Сама я пребывала в растрепанных чувствах, и уют домашней одежды и теплой комнаты меня не утешал. Конечно, в детстве я не раз падала с велосипеда, лошади, деревьев и привыкла к физической боли, но боль, столь грубо и бесцеремонно причиненная мне другим человеком, выбила меня из колеи.
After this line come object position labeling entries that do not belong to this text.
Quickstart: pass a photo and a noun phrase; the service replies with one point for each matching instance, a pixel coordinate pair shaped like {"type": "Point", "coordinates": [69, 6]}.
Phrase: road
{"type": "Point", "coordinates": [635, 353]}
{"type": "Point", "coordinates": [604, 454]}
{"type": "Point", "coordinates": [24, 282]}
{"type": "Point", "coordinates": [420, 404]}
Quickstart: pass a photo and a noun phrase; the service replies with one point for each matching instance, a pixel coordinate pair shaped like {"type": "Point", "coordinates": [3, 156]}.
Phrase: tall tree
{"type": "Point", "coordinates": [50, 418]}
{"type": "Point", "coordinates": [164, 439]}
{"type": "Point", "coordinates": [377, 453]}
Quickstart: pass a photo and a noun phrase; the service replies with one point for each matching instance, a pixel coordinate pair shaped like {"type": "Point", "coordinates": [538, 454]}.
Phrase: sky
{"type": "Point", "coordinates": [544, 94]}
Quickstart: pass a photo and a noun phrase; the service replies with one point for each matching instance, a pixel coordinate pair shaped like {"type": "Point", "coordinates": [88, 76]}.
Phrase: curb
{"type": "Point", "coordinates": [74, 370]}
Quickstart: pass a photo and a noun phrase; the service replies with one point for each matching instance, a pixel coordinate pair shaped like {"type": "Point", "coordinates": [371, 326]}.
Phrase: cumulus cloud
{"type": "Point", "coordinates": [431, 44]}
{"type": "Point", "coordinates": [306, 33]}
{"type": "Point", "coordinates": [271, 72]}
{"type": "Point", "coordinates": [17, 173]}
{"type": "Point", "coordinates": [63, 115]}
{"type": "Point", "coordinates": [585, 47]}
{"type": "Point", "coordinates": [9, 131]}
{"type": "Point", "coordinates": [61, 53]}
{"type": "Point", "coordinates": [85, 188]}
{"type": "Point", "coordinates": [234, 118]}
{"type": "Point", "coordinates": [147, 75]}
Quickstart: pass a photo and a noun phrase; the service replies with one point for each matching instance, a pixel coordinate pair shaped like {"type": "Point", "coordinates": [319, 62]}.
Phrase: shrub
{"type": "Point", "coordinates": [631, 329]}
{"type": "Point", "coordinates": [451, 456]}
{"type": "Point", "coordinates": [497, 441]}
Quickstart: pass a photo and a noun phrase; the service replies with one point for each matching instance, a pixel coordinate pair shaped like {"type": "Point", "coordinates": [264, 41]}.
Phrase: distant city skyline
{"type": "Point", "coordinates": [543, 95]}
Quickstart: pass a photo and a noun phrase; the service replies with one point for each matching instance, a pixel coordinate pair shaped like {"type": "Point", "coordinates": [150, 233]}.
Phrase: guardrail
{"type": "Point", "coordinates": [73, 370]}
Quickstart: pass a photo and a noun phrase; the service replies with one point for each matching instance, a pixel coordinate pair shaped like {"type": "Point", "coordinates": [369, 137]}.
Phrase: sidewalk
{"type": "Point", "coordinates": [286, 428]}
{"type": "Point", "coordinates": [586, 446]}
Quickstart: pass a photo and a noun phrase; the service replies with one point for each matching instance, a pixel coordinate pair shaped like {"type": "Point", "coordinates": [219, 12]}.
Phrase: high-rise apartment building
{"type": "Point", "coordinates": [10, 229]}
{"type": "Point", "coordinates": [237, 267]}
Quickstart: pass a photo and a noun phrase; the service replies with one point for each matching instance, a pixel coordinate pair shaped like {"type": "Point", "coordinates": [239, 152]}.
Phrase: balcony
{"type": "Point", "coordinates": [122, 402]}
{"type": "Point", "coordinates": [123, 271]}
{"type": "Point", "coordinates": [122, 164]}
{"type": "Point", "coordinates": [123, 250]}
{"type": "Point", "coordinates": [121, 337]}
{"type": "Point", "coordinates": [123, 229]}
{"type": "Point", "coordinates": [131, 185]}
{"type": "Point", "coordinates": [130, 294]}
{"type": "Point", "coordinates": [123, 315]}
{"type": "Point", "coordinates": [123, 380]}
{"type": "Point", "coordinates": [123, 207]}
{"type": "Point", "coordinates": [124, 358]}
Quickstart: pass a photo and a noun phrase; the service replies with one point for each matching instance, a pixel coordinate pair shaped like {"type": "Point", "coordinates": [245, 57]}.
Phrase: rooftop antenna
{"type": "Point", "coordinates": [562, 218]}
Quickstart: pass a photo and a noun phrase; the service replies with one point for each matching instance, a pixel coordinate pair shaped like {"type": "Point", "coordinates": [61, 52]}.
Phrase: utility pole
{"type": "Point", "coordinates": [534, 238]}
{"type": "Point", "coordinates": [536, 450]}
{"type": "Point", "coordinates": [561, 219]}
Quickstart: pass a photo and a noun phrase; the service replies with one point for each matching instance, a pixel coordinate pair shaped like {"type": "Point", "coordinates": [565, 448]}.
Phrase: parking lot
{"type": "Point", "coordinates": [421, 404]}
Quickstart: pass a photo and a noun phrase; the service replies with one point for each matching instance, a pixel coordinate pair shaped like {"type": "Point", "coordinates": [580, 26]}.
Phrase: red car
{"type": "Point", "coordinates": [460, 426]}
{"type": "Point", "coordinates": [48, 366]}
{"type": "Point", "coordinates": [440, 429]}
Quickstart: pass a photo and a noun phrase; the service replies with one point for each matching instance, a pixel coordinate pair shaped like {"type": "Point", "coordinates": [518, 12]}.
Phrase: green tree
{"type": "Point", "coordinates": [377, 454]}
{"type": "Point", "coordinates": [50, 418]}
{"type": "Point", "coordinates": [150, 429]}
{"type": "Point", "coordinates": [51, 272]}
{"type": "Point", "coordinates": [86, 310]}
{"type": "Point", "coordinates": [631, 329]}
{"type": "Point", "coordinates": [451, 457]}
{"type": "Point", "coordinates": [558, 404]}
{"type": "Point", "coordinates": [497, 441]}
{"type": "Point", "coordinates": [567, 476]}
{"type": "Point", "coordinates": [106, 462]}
От супов и варенья, которые приносила миссис Таппер, я отказывалась не только из-за саднящего горла — меня не отпускала тошнота, вызванная отвращением к душителю, способному на столь коварное преступление.

Меня трясло от его подлости и наглости… Нет, не просто наглости. Я не могла подобрать нужного слова для этого злодейства.
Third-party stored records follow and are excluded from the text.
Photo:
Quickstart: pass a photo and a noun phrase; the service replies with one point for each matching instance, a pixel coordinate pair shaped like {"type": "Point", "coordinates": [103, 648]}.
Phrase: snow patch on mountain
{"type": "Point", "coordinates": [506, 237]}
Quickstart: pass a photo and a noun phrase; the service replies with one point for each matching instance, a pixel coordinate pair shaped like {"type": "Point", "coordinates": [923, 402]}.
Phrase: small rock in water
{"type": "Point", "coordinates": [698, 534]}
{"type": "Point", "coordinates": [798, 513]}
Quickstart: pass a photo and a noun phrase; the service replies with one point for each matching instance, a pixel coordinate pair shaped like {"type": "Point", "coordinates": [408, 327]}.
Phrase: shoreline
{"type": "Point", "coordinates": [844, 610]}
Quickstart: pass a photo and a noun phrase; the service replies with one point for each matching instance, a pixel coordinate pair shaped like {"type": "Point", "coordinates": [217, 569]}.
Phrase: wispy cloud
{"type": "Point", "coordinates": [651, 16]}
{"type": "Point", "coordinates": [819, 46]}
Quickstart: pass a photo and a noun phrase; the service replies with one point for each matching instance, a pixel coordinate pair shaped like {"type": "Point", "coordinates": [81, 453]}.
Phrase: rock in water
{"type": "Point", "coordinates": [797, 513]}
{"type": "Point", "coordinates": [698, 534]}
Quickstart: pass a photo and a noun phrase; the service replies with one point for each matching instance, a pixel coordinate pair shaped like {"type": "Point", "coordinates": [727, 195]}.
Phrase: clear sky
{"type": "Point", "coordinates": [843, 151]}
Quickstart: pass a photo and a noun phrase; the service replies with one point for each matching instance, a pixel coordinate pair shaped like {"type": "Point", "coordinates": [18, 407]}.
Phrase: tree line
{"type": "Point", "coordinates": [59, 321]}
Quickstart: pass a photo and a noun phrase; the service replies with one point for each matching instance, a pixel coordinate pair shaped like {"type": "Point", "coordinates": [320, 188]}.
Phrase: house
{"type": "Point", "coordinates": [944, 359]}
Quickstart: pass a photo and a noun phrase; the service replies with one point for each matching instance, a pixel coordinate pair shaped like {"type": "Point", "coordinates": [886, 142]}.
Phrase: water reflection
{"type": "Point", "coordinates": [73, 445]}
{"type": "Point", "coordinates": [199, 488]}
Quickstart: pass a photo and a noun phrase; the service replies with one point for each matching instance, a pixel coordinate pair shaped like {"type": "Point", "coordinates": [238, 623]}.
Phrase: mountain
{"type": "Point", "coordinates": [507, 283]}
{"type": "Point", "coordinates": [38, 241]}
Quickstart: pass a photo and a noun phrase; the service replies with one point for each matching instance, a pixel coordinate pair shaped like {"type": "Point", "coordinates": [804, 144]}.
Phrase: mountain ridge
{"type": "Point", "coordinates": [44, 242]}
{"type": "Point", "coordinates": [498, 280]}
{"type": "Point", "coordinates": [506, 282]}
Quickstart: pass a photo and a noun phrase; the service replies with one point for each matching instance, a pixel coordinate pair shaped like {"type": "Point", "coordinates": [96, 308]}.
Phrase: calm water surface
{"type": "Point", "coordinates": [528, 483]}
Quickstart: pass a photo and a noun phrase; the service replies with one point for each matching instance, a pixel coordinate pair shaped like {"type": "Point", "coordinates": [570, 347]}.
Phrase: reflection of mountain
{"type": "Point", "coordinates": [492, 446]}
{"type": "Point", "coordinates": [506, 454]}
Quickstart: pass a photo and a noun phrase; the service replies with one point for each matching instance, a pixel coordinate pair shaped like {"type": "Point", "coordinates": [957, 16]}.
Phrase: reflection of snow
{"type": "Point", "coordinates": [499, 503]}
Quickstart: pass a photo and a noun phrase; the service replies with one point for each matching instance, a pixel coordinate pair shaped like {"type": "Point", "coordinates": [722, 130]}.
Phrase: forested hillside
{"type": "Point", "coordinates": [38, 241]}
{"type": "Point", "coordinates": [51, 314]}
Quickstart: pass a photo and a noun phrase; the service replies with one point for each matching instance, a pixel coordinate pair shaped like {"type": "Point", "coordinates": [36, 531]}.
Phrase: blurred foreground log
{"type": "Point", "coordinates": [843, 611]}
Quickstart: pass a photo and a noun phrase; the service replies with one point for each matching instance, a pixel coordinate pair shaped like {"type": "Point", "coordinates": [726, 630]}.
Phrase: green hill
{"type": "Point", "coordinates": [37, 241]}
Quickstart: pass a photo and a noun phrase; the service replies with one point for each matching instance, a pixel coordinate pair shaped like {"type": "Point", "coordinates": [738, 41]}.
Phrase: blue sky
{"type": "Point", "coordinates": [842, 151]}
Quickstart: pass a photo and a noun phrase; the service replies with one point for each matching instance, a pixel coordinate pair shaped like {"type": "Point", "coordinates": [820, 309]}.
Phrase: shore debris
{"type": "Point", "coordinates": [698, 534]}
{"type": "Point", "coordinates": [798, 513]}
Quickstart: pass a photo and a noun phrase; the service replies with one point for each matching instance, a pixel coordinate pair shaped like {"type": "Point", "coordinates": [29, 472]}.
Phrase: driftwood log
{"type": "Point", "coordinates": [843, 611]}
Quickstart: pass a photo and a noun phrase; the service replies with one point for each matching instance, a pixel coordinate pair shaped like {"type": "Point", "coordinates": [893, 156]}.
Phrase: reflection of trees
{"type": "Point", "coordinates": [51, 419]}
Наверное, дело было в шнуре.

Каким же надо быть бездушным, чтобы душить несчастных девушек орудием из трости вроде тех, которыми колотят детей в школах, и детали корсета! Интимного предмета женского гардероба, с помощью которого их затягивают в нелепые платья, делают из них украшение общества, доводят до обмороков, серьезных травм и порой даже до смерти! Я сама ускользнула от братьев в первую очередь ради того, чтобы избежать жестких корсетов. Чтобы не оказаться в пансионе, где мне попытаются вдвое ужать талию. А теперь меня чуть не задушили шнуром от корсета?!
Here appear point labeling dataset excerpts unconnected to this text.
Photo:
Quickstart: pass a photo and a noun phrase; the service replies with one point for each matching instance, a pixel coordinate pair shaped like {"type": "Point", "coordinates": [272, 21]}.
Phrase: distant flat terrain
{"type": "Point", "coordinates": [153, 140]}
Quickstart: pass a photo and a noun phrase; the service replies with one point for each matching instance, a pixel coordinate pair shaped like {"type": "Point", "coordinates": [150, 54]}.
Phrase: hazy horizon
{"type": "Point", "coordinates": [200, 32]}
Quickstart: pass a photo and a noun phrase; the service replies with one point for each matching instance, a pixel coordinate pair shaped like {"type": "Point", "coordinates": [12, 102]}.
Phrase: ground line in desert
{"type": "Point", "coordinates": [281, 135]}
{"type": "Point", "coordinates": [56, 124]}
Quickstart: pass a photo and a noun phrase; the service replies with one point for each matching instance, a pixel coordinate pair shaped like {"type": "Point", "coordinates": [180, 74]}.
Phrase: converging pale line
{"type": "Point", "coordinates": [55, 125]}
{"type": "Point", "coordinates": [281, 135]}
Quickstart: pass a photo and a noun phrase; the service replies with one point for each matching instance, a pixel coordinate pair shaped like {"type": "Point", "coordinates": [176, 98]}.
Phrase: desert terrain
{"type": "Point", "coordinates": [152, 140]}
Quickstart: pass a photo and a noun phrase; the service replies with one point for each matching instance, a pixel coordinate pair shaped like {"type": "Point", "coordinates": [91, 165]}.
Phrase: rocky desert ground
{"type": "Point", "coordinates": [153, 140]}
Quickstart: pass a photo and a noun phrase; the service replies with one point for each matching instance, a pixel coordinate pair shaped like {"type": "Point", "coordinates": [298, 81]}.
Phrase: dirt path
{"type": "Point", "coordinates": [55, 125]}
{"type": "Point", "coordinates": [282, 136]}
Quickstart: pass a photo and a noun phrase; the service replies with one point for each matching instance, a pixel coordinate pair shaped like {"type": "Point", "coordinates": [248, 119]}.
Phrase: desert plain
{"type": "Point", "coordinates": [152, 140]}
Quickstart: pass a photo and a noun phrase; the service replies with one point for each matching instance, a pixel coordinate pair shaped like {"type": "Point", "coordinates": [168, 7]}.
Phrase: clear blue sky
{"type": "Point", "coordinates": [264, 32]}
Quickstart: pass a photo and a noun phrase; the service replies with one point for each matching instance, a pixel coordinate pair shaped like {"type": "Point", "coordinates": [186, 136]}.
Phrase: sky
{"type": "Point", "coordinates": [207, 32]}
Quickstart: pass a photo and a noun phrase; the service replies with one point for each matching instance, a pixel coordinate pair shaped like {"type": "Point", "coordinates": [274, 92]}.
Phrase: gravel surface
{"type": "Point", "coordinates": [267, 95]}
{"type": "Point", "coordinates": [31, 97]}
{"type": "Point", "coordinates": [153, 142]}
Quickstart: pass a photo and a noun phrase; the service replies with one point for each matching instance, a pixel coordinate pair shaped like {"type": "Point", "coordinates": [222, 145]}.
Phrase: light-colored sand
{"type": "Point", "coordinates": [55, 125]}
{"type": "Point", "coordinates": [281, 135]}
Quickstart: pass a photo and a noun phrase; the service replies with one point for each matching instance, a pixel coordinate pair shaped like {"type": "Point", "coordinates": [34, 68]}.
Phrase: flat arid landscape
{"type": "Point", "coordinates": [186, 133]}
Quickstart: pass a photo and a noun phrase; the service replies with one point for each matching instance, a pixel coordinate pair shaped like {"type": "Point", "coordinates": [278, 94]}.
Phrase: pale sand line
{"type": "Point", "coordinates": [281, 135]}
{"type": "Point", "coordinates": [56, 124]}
И зачем? Что у меня хотели украсть?

И почему использовали такое причудливое оружие?

В самом ли деле преступником был мужчина? Или на меня напала сумасшедшая?

У меня не было ответов на эти вопросы.

К третьему дню я немного оправилась и, хоть у меня и было неспокойно на душе, вернулась в бюро доктора Рагостина, где уютно устроилась в кресле со стопкой свежих газет, накопившихся за время моего отсутствия.

Мое послание для мамы уже появилось в газете — я отправила все экземпляры на Флит-стрит по почте, — а ее ответ пока не напечатали.

Впрочем, ожидать его было рано. Но я все равно ждала. Мне хотелось…

Нет, так не пойдет. Жалею себя как дите — хочу к мамочке. А что бы она мне сказала, будь она сейчас рядом? И гадать не надо: «Ты и одна прекрасно справишься, Энола».

Раньше я считала эти слова комплиментом.

Но теперь, когда у меня саднило горло и тревога обручем сжимала грудь, ко мне пришло болезненное осознание того, что мне чего-то не хватает. Или скорее кого-то.

Я не хотела оставаться одна.

Не хотела быть одинокой девочкой, которой некого взять за руку.

Не с кем поделиться своими тайнами.

Не с кем разделить печали.

Однако я понимала, что в ближайшие семь лет не смогу завести ни одного друга. Пока я не стала взрослой, самостоятельной девушкой, все окружающие таят в себе опасность. Вдруг Джодди меня раскроет? Или миссис Таппер? Зеленщики и пекари, у которых я брала еду для бедных, прачка, которая стирала мое разномастное белье, кузнец, который ковал для меня кинжалы, — все они представляли для меня угрозу. Я подумывала о домашнем любимце — но ведь и собака могла меня подвести: узнать и обрадоваться мне когда не надо. Если бы старый колли Реджинальд из Фернделл-холла каким-то чудом перенесся в Лондон и увидел меня, он бы тут же радостно залаял и бросился ко мне — не важно, насколько хороша была бы моя маскировка. А если бы с ним оказались дворецкий Лэйн и миссис Лэйн — если бы они меня нашли, — миссис Лэйн расплакалась бы от счастья, потому что она была мне как мать, и к ней я была привязана даже больше, чем…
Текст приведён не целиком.